Alirocumab

Alirocumab is a prescription medication used:

• To reduce the risk of myocardial infarction, stroke, and unstable angina requiring hospitalization in adults with established cardiovascular disease. 
• As adjunct to diet, alone or in combination with other low-density lipoprotein cholesterol (LDL-C)-lowering therapies, in adults with primary hyperlipidemia, including heterozygous familial hypercholesterolemia (HeFH), to reduce LDL-C. 
• As an adjunct to other LDL-C-lowering therapies in adult patients with homozygous familial hypercholesterolemia (HoFH) to reduce LDL-C. 
• As an adjunct to diet and other LDL-C-lowering therapies in pediatric patients aged 8 years and older with HeFH to reduce LDL-C.

Alirocumab is available under the following different brand names: Praluent

Common side effects of Alirocumab include:

• Allergic reactions
• Injection site reactions
• Influenza
• Antidrug antibodies
• Muscle pain
• Muscle spasms
• Bruising
• Musculoskeletal pain

This document does not contain all possible side effects and others may occur. Check with your physician for additional information about side effects.

Adult and pediatric dosage

Injection, solution

• Prefilled, single-dose pen for SC injection
  • 75mg/mL
  • 150mg/mL

Hyperlipidemia Treatment and/or CV Risk Reduction

Adult dosage

• Established CV disease or primary hyperlipidemia, including HeFH
  • 75 mg SC every 2 weeks or 300 mg SC every 4 weeks initially
  • For patients on 300 mg every 4 weeks, measure LDL-C just before the next scheduled dose; LDL-C can vary between doses in some patients
  • If LDL-C response is inadequate,  may adjust dose by 150 mg SC every 2 weeks
  • Patients with HeFH undergoing apheresis or with HoFH
    • 150 mg SC every 2 weeks
    • May be administered without regard to timing of apheresis

Heterozygous Familial Hypercholesterolemia

Pediatric dosage

• Children less than 50 kg
  • 150 mg SC every 4 weeks
  • If inadequate LDL-C lowering response, may adjust the dose to 75 mg SC every 2 weeks
• Children more than or equal to 50 kg
  • 300 mg SC every 4 weeks
  • If inadequate LDL-C lowering response, may adjust the dose to 150 mg SC every 2 weeks

Dosage Considerations – Should be Given as Follows: 

• See “Dosages”

• Alirocumab has no listed severe interactions with other drugs.
• Alirocumab has no listed serious interactions with other drugs.
• Alirocumab has no listed moderate interactions with other drugs.
• Alirocumab has no listed mild interactions with other drugs.

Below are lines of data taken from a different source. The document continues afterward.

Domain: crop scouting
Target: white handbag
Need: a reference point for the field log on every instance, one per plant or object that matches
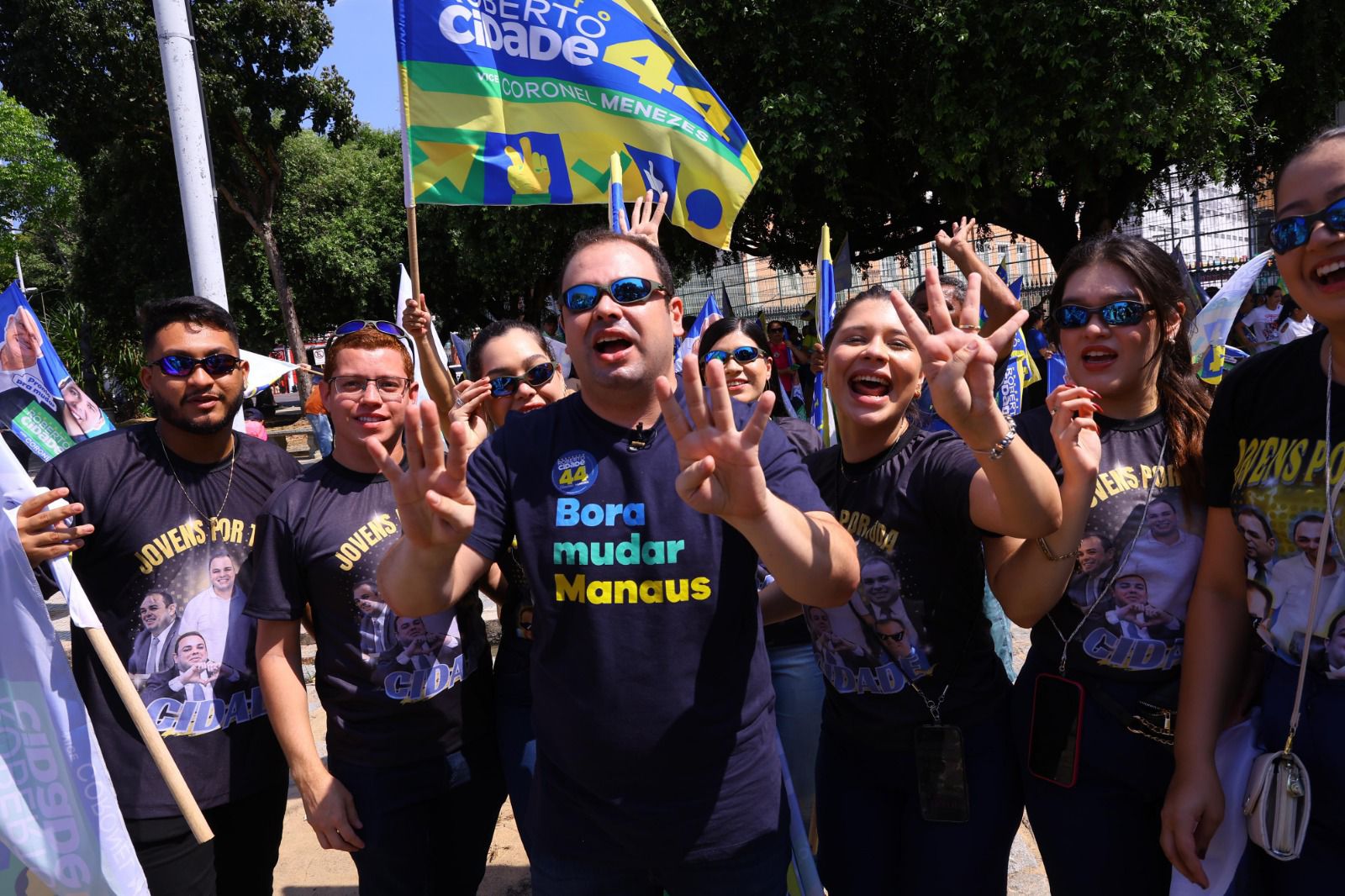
(1279, 795)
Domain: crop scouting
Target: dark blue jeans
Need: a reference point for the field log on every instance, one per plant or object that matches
(428, 825)
(1321, 744)
(518, 755)
(872, 838)
(759, 869)
(1100, 835)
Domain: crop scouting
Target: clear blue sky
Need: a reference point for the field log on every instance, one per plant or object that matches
(365, 53)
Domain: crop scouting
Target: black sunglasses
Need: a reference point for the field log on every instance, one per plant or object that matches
(625, 291)
(215, 365)
(743, 354)
(1291, 233)
(1114, 314)
(535, 377)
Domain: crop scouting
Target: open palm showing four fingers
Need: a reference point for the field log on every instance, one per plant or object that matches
(434, 502)
(721, 472)
(958, 362)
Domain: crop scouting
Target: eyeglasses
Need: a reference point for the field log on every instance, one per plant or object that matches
(743, 354)
(389, 387)
(215, 365)
(1114, 314)
(1291, 233)
(627, 291)
(535, 377)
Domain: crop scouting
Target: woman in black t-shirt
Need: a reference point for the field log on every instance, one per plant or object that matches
(1275, 445)
(1106, 595)
(915, 730)
(510, 369)
(794, 674)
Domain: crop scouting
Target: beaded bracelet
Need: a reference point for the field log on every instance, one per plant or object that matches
(997, 450)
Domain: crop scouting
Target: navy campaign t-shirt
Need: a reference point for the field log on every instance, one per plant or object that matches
(396, 689)
(1266, 458)
(170, 588)
(918, 613)
(652, 700)
(1137, 567)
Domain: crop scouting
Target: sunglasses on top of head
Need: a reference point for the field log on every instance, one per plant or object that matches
(215, 365)
(743, 354)
(1288, 235)
(535, 377)
(1126, 313)
(627, 291)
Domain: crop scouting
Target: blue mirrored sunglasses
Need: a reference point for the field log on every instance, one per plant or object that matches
(627, 291)
(1291, 233)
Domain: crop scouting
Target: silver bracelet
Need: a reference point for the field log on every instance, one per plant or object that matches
(997, 450)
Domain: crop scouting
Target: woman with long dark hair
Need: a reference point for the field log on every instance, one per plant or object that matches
(916, 774)
(1275, 444)
(1098, 690)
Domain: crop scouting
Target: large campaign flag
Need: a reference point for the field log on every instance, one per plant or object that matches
(40, 401)
(60, 822)
(1210, 335)
(824, 416)
(524, 104)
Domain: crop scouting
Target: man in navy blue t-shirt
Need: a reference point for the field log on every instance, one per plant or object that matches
(639, 512)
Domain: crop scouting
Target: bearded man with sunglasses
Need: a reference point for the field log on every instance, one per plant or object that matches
(412, 788)
(152, 503)
(641, 510)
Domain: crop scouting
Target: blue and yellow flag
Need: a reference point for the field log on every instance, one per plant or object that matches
(515, 104)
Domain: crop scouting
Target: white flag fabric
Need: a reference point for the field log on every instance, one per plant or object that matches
(404, 293)
(58, 811)
(262, 370)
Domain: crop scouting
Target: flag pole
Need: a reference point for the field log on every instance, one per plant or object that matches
(150, 734)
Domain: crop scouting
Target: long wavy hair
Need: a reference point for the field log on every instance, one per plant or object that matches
(1183, 398)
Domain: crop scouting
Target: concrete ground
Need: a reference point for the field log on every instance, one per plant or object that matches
(307, 869)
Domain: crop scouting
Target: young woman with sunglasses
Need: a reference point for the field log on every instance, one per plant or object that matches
(510, 369)
(1123, 437)
(740, 345)
(1275, 444)
(935, 719)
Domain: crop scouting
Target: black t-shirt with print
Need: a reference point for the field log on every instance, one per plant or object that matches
(396, 689)
(1266, 455)
(652, 690)
(918, 615)
(150, 539)
(1138, 566)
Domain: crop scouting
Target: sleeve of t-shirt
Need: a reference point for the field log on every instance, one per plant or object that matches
(786, 475)
(945, 482)
(1219, 445)
(488, 481)
(279, 588)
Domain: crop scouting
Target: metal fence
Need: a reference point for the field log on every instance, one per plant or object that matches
(1216, 228)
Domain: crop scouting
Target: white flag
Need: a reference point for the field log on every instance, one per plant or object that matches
(58, 810)
(404, 293)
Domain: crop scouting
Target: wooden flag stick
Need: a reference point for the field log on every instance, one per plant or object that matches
(148, 734)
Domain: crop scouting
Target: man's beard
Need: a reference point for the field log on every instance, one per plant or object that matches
(170, 414)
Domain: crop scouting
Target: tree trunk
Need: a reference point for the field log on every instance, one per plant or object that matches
(287, 304)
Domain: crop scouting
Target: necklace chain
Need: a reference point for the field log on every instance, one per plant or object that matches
(233, 461)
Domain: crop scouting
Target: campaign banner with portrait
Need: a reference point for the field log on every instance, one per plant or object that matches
(40, 401)
(513, 103)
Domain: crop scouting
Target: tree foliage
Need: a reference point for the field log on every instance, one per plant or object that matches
(888, 119)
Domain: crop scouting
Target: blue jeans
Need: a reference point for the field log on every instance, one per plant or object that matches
(759, 869)
(322, 432)
(518, 756)
(799, 690)
(873, 840)
(427, 825)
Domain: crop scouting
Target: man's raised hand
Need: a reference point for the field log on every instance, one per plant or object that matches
(721, 472)
(434, 502)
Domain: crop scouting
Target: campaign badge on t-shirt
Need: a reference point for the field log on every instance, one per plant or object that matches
(575, 472)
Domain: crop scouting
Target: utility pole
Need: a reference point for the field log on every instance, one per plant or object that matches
(192, 150)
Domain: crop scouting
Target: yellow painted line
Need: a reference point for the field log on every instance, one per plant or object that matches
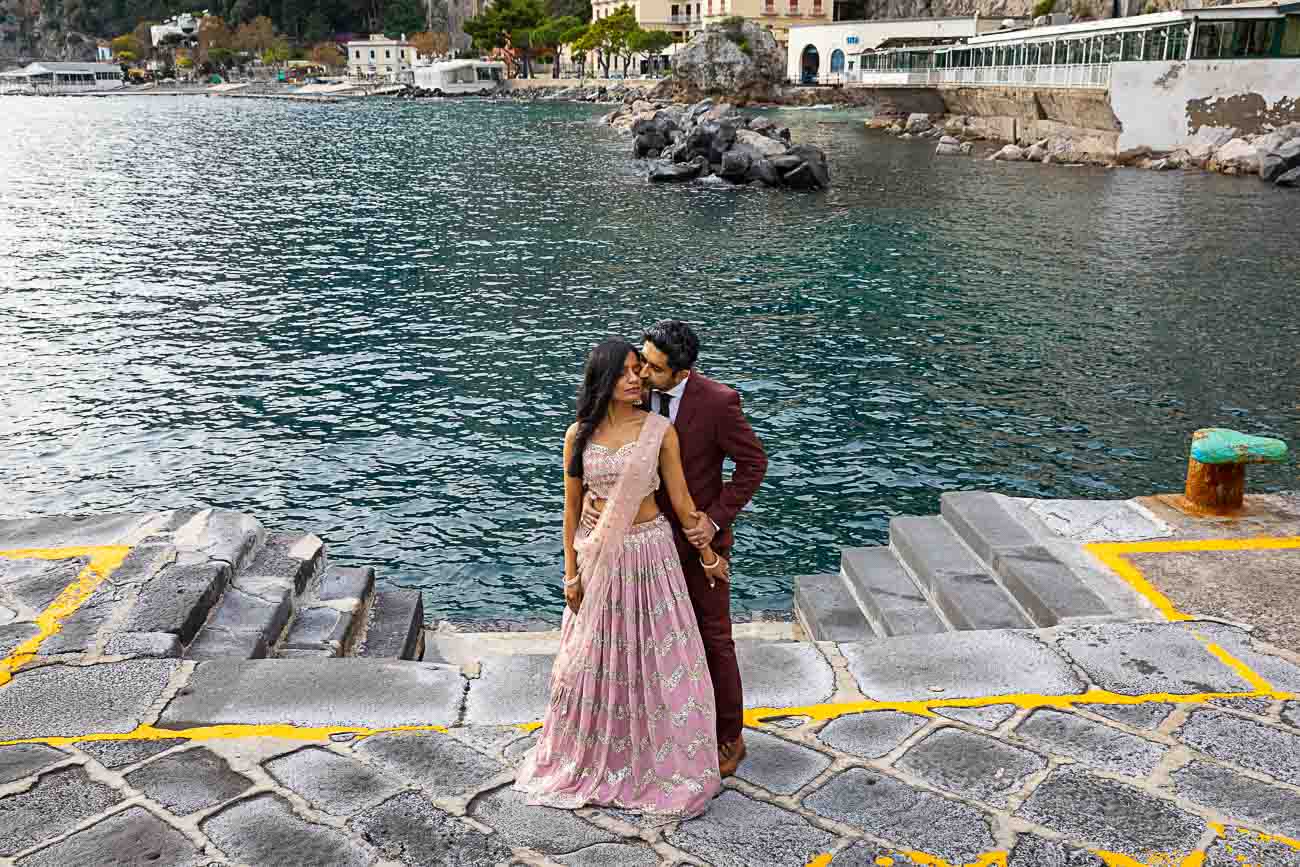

This document does not contain all possible interactions. Therefore, before using this product, tell your doctor or pharmacist of all the products you use. Keep a list of all your medications with you, and share the list with your doctor and pharmacist. Check with your physician if you have health questions or concerns.

Warnings

This medication contains alirocumab. Do not take Praluent if you are allergic to alirocumab or any ingredients contained in this drug.

Contraindications

• History of serious hypersensitivity reaction to alirocumab; reactions have included hypersensitivity vasculitis and hypersensitivity reactions requiring hospitalization.

Effects of Drug Abuse

• No information available.

Short-Term Effects

• See "What Are Side Effects Associated with Using Alirocumab?"

Long-Term Effects

• See "What Are Side Effects Associated with Using Alirocumab?"

Cautions

• Hypersensitivity reactions (e.g., itching, rash, hives), including some serious events (e.g., hypersensitivity vasculitis and hypersensitivity reactions requiring hospitalization), have been reported; discontinue and treat if signs or symptoms of serious allergic reactions occur

Pregnancy and Lactation

There are no available data on use of alirocumab in pregnant women. There is a pregnancy exposure registry (1-877-311-8972 or https://mothertobaby.org/ongoing-study/praluent/) that monitors pregnancy outcomes in women exposed to alirocumab during pregnancy.

It is unknown if alirocumab is distributed in human breast milk. Human IgG is present in human milk, but published data suggest that breastmilk IgG antibodies do not enter the neonatal and infant circulation in substantial amounts. The development and health benefits of breastfeeding should be considered along with the mother’s clinical need for alirocumab and any potential adverse effects on the breastfed infant.